Do-it-yourself equipment: Malzmühle

Jpeg Do-it-yourself equipment: Malzmühle

Wer gerne ein paar Sorten Malz zuhause lagert um damit spontan Rezepte designen zu können, ohne eine Woche auf die Lieferung warten zu müssen, braucht auch als Extraktbrauer eine Mühle. Denn geschrotete Malz hält sich bei Weitem nicht so lang, wie das ganze Korn. Wer schon mal den Markt für solche Mühlen beobachtet hat, weiß, dass es hier ganz schnell an den Geldbeutel geht. Die Populärste Option sind kleine Tischmühlen mit Handkurbel und liegen bei 60-70 Euro. Möchte man etwas Besseres oder gar Motorbetriebenes, kann eine Mühle schon mal 200 Euro kosten. Für Anfänger oder Kleinsudbrauer ist zu viel Geld. Die Alternativen sind allerdings rar. Einige Leute nehmen das Nudelholz zur Hilfe, was ehrlich gesagt nicht sonderlich komfortabel ist. Andere geben das Malz in die Küchenmaschine, was in der Regel dazu führt, dass das Malz zu fein gemahlen wird (Führt zu Problemen – hier mehr lesen). Aufsätze für Küchenmaschinen sind erhältlich, aber oft nur für gewisse Markengeräte.

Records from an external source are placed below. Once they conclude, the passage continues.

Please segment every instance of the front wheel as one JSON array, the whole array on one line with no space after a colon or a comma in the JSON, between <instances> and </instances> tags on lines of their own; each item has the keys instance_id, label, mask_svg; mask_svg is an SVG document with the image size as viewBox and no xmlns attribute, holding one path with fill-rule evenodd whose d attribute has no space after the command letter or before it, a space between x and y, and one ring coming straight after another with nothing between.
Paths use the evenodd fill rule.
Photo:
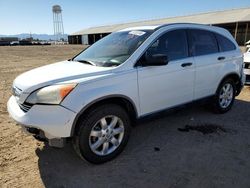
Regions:
<instances>
[{"instance_id":1,"label":"front wheel","mask_svg":"<svg viewBox=\"0 0 250 188\"><path fill-rule=\"evenodd\" d=\"M95 164L107 162L122 152L130 134L126 111L115 104L99 106L81 118L74 148L80 157Z\"/></svg>"},{"instance_id":2,"label":"front wheel","mask_svg":"<svg viewBox=\"0 0 250 188\"><path fill-rule=\"evenodd\" d=\"M235 93L235 82L232 79L223 81L214 97L214 111L216 113L226 113L229 111L234 103Z\"/></svg>"}]
</instances>

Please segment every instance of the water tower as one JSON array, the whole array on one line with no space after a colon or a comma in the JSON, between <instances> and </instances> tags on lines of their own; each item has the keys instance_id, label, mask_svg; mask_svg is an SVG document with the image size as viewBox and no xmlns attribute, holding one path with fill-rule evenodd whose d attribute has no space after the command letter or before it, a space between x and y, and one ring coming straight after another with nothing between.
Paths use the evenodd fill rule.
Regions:
<instances>
[{"instance_id":1,"label":"water tower","mask_svg":"<svg viewBox=\"0 0 250 188\"><path fill-rule=\"evenodd\" d=\"M60 41L64 35L63 21L62 21L62 8L59 5L52 7L53 11L53 25L54 35L57 41Z\"/></svg>"}]
</instances>

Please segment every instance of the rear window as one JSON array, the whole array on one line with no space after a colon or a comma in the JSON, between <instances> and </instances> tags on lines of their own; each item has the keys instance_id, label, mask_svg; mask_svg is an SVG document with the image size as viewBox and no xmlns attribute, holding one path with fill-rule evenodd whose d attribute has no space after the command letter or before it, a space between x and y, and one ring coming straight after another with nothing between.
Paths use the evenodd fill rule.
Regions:
<instances>
[{"instance_id":1,"label":"rear window","mask_svg":"<svg viewBox=\"0 0 250 188\"><path fill-rule=\"evenodd\" d=\"M219 44L219 48L221 52L227 52L227 51L232 51L236 49L236 46L234 45L234 43L232 43L226 37L216 34L216 38L218 40L218 44Z\"/></svg>"},{"instance_id":2,"label":"rear window","mask_svg":"<svg viewBox=\"0 0 250 188\"><path fill-rule=\"evenodd\" d=\"M215 35L206 30L189 30L190 51L194 56L208 55L219 51Z\"/></svg>"}]
</instances>

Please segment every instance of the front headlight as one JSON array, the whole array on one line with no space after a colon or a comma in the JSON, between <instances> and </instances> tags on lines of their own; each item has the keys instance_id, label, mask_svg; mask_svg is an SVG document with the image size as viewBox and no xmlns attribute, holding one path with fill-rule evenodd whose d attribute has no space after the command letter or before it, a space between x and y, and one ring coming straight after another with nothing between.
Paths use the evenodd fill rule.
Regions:
<instances>
[{"instance_id":1,"label":"front headlight","mask_svg":"<svg viewBox=\"0 0 250 188\"><path fill-rule=\"evenodd\" d=\"M30 104L60 104L76 84L52 85L30 94L25 102Z\"/></svg>"}]
</instances>

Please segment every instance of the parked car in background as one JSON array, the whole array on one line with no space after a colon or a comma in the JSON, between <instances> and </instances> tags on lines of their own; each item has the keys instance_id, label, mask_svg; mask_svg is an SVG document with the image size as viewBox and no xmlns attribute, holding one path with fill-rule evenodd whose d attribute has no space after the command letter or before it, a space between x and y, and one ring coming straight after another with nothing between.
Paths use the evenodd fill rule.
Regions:
<instances>
[{"instance_id":1,"label":"parked car in background","mask_svg":"<svg viewBox=\"0 0 250 188\"><path fill-rule=\"evenodd\" d=\"M18 76L8 112L35 138L51 146L71 138L81 158L103 163L122 152L136 119L205 98L225 113L244 81L242 53L225 29L128 28Z\"/></svg>"},{"instance_id":2,"label":"parked car in background","mask_svg":"<svg viewBox=\"0 0 250 188\"><path fill-rule=\"evenodd\" d=\"M250 84L250 48L244 53L244 73L246 75L246 84Z\"/></svg>"}]
</instances>

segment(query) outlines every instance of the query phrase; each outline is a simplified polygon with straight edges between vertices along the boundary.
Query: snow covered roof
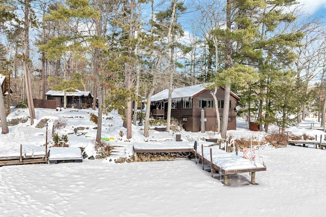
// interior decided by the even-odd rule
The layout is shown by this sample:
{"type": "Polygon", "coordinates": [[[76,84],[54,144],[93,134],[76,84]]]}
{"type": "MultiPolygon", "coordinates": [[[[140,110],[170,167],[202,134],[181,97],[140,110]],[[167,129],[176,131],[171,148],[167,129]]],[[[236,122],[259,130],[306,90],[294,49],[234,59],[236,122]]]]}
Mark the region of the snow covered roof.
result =
{"type": "MultiPolygon", "coordinates": [[[[89,91],[80,91],[77,89],[76,89],[76,91],[75,92],[69,92],[67,91],[66,92],[67,96],[79,96],[79,97],[83,97],[83,96],[92,96],[91,94],[91,92],[89,91]]],[[[45,94],[46,96],[60,96],[63,97],[64,95],[64,92],[63,90],[49,90],[45,94]]]]}
{"type": "Polygon", "coordinates": [[[2,85],[2,83],[4,82],[5,79],[6,79],[6,76],[2,75],[1,74],[0,74],[0,85],[2,85]]]}
{"type": "MultiPolygon", "coordinates": [[[[205,90],[207,87],[211,84],[211,83],[205,83],[196,85],[175,88],[172,91],[172,99],[173,99],[174,101],[181,101],[181,99],[187,100],[189,98],[192,98],[198,94],[205,90]]],[[[231,95],[233,96],[237,100],[240,100],[240,98],[235,94],[232,92],[230,92],[231,95]]],[[[167,100],[168,98],[169,89],[166,89],[164,90],[153,95],[151,98],[151,101],[160,101],[164,100],[167,100]]]]}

Was also tun? Nach einiger Recherche in Homebrew-Foren bin ich auf die Möglichkeit gestoßen eine Kaffeemühle zu nutzen. Hört sich erstmal super an, denn die Dinger sind relativ kompakt und oft relativ günstig erhältlich. Das Problem ist, dass viele Kaffeemühlen zu fein mahlen, da sie auf Espresso getrimmt sind. Ein Blick in die Reviews von einschlägigen Onlinehändlern kann da helfen. Am besten einfach nach den schlechten Reviews schauen. Die sind oft von Leuten, die sich beschweren, dass ihr Kaffee nicht fein genug gemahlen wird J Das ist dann unser Objekt der Begierde!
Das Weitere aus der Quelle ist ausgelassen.